We can create an enum that maps these symbols to their corresponding ISO 4217 currency codes.

mkdir -p src/main/java/com/github/streamshub/flink/enums

touch src/main/java/com/github/streamshub/flink/enums/Currency.java

As a reminder, we want to convert a string like “€100” into “100 EUR”. To do this, we can use the following steps:

  1. Get the first character of the string, which is the currency symbol (e.g. “€”).
  2. Look up the currency symbol in our enum to get the corresponding currency code (e.g. “€” => “EUR”).
  3. If the lookup failed (e.g. currency symbol was not found), we can return “ERR” as the currency code.
  4. Get the rest of the string, which is the amount (e.g. “100”).
  5. Concatenate the currency code to the amount, and return the result (e.g. “100 EUR”).

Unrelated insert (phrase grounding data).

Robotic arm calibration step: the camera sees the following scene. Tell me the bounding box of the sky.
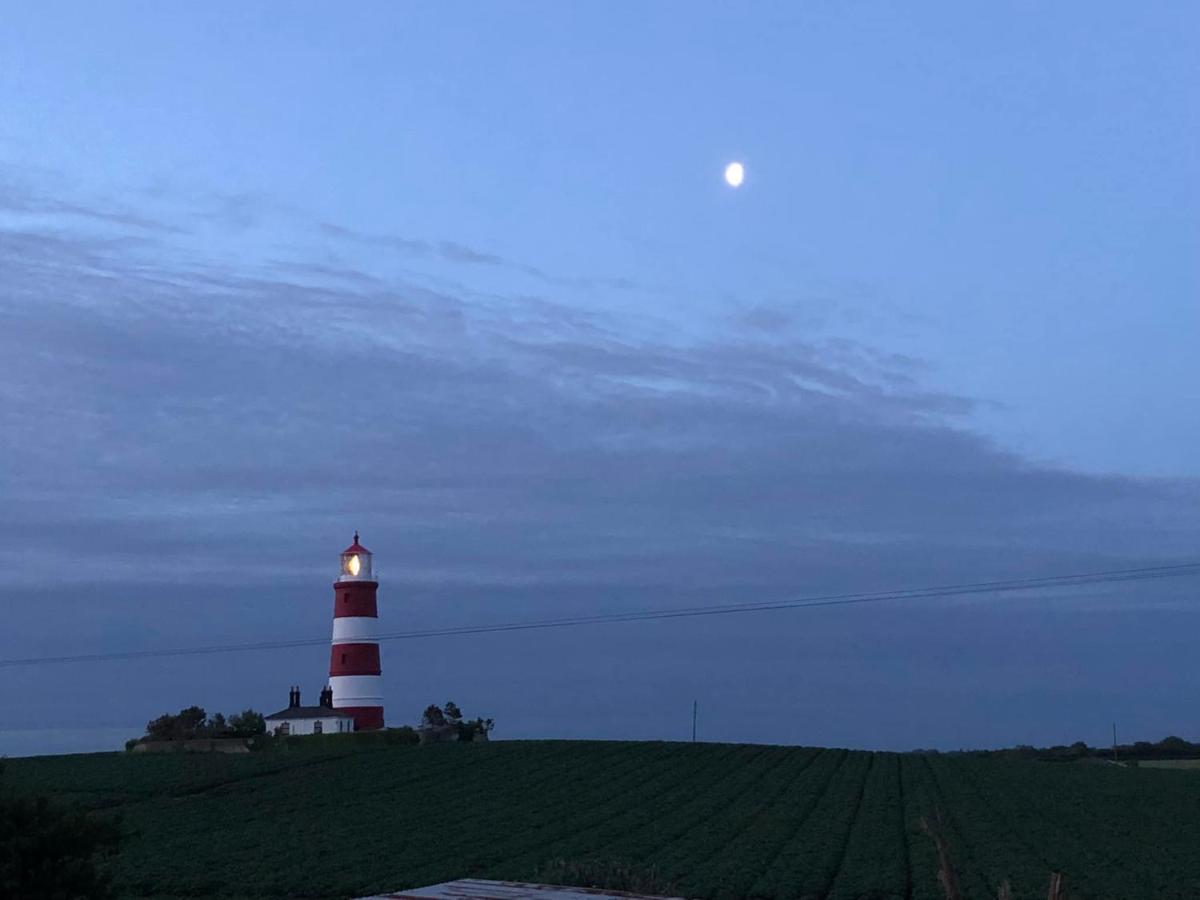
[0,2,1200,755]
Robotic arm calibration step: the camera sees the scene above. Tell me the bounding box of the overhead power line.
[0,562,1200,668]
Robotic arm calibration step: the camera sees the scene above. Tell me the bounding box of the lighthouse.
[329,532,383,731]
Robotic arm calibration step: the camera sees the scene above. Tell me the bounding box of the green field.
[4,739,1200,900]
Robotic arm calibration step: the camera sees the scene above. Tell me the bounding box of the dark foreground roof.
[265,707,354,719]
[359,878,677,900]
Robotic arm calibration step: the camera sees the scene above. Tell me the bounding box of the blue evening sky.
[0,2,1200,752]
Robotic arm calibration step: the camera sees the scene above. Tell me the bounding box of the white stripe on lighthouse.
[334,616,379,643]
[329,676,383,708]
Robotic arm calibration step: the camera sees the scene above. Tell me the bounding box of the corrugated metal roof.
[359,878,679,900]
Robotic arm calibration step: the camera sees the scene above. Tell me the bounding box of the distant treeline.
[916,734,1200,762]
[126,707,266,748]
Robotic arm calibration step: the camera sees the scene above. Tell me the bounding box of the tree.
[456,719,496,740]
[229,709,266,738]
[0,769,120,900]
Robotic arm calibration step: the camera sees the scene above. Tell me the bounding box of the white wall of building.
[266,715,354,734]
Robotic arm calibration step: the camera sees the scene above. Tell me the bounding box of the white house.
[265,688,354,734]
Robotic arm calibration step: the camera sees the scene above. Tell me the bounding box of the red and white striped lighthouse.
[329,532,383,731]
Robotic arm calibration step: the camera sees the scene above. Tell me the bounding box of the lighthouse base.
[337,707,383,731]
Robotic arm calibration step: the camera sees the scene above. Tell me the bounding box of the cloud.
[318,222,638,290]
[0,182,184,234]
[0,180,1200,744]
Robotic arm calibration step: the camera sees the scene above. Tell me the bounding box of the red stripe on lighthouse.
[329,643,382,676]
[334,581,379,619]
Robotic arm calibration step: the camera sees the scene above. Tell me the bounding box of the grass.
[5,740,1200,900]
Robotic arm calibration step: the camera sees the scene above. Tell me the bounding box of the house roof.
[359,878,686,900]
[264,707,354,721]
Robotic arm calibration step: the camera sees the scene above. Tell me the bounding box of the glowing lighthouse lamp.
[329,532,383,731]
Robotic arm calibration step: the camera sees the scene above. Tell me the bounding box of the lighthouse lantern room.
[329,532,383,731]
[337,532,373,581]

A possible implementation could look like this:

package com.github.streamshub.flink.enums;

import java.util.Map;
import java.util.stream.Collectors;
import java.util.stream.Stream;

// https://www.unicode.org/charts/nameslist/n_20A0.html
// https://www.iso.org/iso-4217-currency-codes.html
public enum Currency {
    EUR("€", "EUR"),
    INR("₹", "INR"),
    TRY("₺", "TRY"),
    THB("฿", "THB"),
    UAH("₴", "UAH"),
    MNT("₮", "MNT"),
    ERR("?", "ERR");

    public static final String SEPARATOR = " ";
    private static final Map<String, Currency> SYMBOL_TO_CURRENCY = Stream.of(Currency.values())
            .collect(Collectors.toMap(Currency::getSymbol, c -> c));

    private final String symbol;
    private final String isoCode;

    Currency(String symbol, String isoCode) {
        this.symbol = symbol;
        this.isoCode = isoCode;
    }

    public String getSymbol() {
        return symbol;
    }

    public String getIsoCode() {
        return isoCode;
    }

    public static Currency fromUnicodeAmount(String unicodeAmount) {
        String currencySymbol = unicodeAmount.substring(0, 1); // "€100" -> "€"
        try {
            return SYMBOL_TO_CURRENCY.getOrDefault(currencySymbol, ERR); // "€100" -> EUR
        } catch (Exception e) {
            return ERR; // "]100" -> ERR
        }
    }

    public String concatIsoCodeToAmount(String amount) {
        return amount + SEPARATOR + isoCode; // "100" + EUR -> "100 EUR"
    }

    public static String unicodeAmountToIsoAmount(String unicodeAmount) {
        String trimmedUnicodeAmount = unicodeAmount.trim();

        Currency currency = fromUnicodeAmount(trimmedUnicodeAmount); // "€100" -> EUR
        String amount = trimmedUnicodeAmount.substring(1); // "€100" -> "100"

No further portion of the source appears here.